Brentwood and Maplewood Voters Hit the Polls
Maplewood-Brentwood Patch caught up with local voters to hear what was important to them.
Maplewood-Brentwood Patch caught up with Brentwood and Maplewood residents outside of the polls today to hear what brought everyone out to vote. We compiled some of the quotes below.
Want to make your voice heard? In the comments, tell us what brought you out to vote today. What candidates and issues are important to you?
Kevin Bailey, a 53-year-old resident who works in medical sales, said he supported those who favor smaller government.
Retired Ken Nelson, a 75-year-old resident, came to vote against Proposition B. "I think they did a little false advertising on that, so I did a little research and I voted no," he said.
Jessica Kimmel, a 29-year-old retail store manager, said she voted for change. "I'm a Republican, and so I feel like today was my chance to back the people that I believe should be in office," she said.
Alice Coulter, a 25 year old who works in the financial services industry, said she came to support some people she strongly believed in. "I think Tom Schweich will do a really great job," she said.
Al Cross, a 55-year-old architect, said he voted no on Proposition A. "The city of St. Louis needs the earnings tax, and it's a disaster for anything that puts it at risk," he said.
Robert Klump, a 76-year-old retired resident, said the sate of the economy and the direction of the country needs to be reversed. "I'm basically for kicking everybody out that's in," he said.
Elizabeth McDonald, a 59-year-old field interviewer, said she voted against propositions three and four. "It's a very bad idea for the mayor to have a four-year term, particularly because we are a fourth-class city … so we have no recall of elected officials."
Alex Fees, a 46-year-old television news producer, said he voted against Proposition B and for Proposition A.
Braxton Hodgin, 23, said he wanted to give the Republicans a chance to fix the economy. "I know the Republican message is to cut spending and cut the deficit, so I went that way," he said. "I'll give them a chance, and if they can't turn it around, I'll vote differently next time."
Dan Winder, a 73-year-old retired resident, said he and his wife voted against propositions three and four. "We thought we might as well stick with two years," he said. "If something goes wrong, it's easier to get someone out after two years instead of four."

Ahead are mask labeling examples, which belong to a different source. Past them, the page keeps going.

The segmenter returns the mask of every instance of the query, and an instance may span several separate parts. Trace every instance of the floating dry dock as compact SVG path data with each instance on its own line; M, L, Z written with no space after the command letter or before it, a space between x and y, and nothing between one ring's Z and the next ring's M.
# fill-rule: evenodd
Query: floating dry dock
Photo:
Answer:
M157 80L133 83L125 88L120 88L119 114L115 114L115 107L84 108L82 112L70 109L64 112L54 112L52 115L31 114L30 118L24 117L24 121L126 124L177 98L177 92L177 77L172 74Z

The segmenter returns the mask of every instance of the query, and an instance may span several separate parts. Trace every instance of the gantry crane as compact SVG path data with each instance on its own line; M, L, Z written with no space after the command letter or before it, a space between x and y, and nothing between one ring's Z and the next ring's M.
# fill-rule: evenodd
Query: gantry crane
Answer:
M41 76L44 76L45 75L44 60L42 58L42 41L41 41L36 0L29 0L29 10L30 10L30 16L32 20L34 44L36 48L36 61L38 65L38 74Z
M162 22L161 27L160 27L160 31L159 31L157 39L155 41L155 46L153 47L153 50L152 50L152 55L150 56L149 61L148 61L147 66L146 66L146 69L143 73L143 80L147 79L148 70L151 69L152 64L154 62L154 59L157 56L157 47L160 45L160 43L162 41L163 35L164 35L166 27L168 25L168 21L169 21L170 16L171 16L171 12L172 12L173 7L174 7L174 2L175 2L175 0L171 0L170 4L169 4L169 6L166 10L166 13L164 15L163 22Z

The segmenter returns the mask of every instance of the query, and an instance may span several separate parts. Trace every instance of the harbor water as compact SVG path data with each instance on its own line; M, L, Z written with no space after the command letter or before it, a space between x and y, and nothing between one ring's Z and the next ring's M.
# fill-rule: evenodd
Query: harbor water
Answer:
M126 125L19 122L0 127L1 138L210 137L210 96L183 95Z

Peggy Slater, a 46-year-old director of a non-profit organization, said she came to support Proposition B.
Roy Blankenship, a 44-year-old occupational management consultant, said he worked for the Ed Martin campaign and wanted to see Bill Corrigan get elected.
Jessica Bangert, a 28-year-old contract administrator, said she supported Proposition B. "I don't believe in puppy mills," she said. "It's still sickening to me because there's so many abused animals in shelters."
Andrea Horn, a 61-year-old mother and educator, said she voted against propositions three and four.
Amanda Morgan, a 20-year-old hairdresser, said she supported Proposition B.
Joy Calvillo, a 69-year-old retired resident, said she supported Barbara Fraser. "She's a good one," she said.
Paul Nilsen, a 30-year-old resident, said he supported Proposition B.
Eric Lipscomb, a 23-year-old graduate student, said he voted against Proposition A. "I think it would be difficult for the city to recoup that (revenue)."
Dave Bremmer, a 43-year-old salesman, said he voted against Proposition A. "I didn't know how they were going to make up $150 million," he said.
Curt Shephard, a 60-year-old financial consultant, said he voted for those who don't support President Barack Obama.
Steve Fiamingo, a 33-year-old student, said he supported propositions A and B.
Anna Warbello, a 29-year-old student, said she voted against Proposition A.
Marie Koehlinger, a 56-year-old artist, said, "I'd like the top half of the government removed!"
Anita Manion, a 32-year-old college administrator, said she came to take a stand against what she called a right-wing backlash.
Derek Stepanski, a 32-year-old quality manager, said he voted because it was important to him. "We have to vote to set our government the way we want," he said.
Kevin Nash, a 53-year-old bartender, said he supported the Democratic candidates. "I figured we'd give them at least another two years," he said.
Janet Garner, a 55-year-old resident, said the propositions brought her out to vote. "It's a civic duty," she said.
The article has been edited to spell resident Paul Nilsen's name correctly.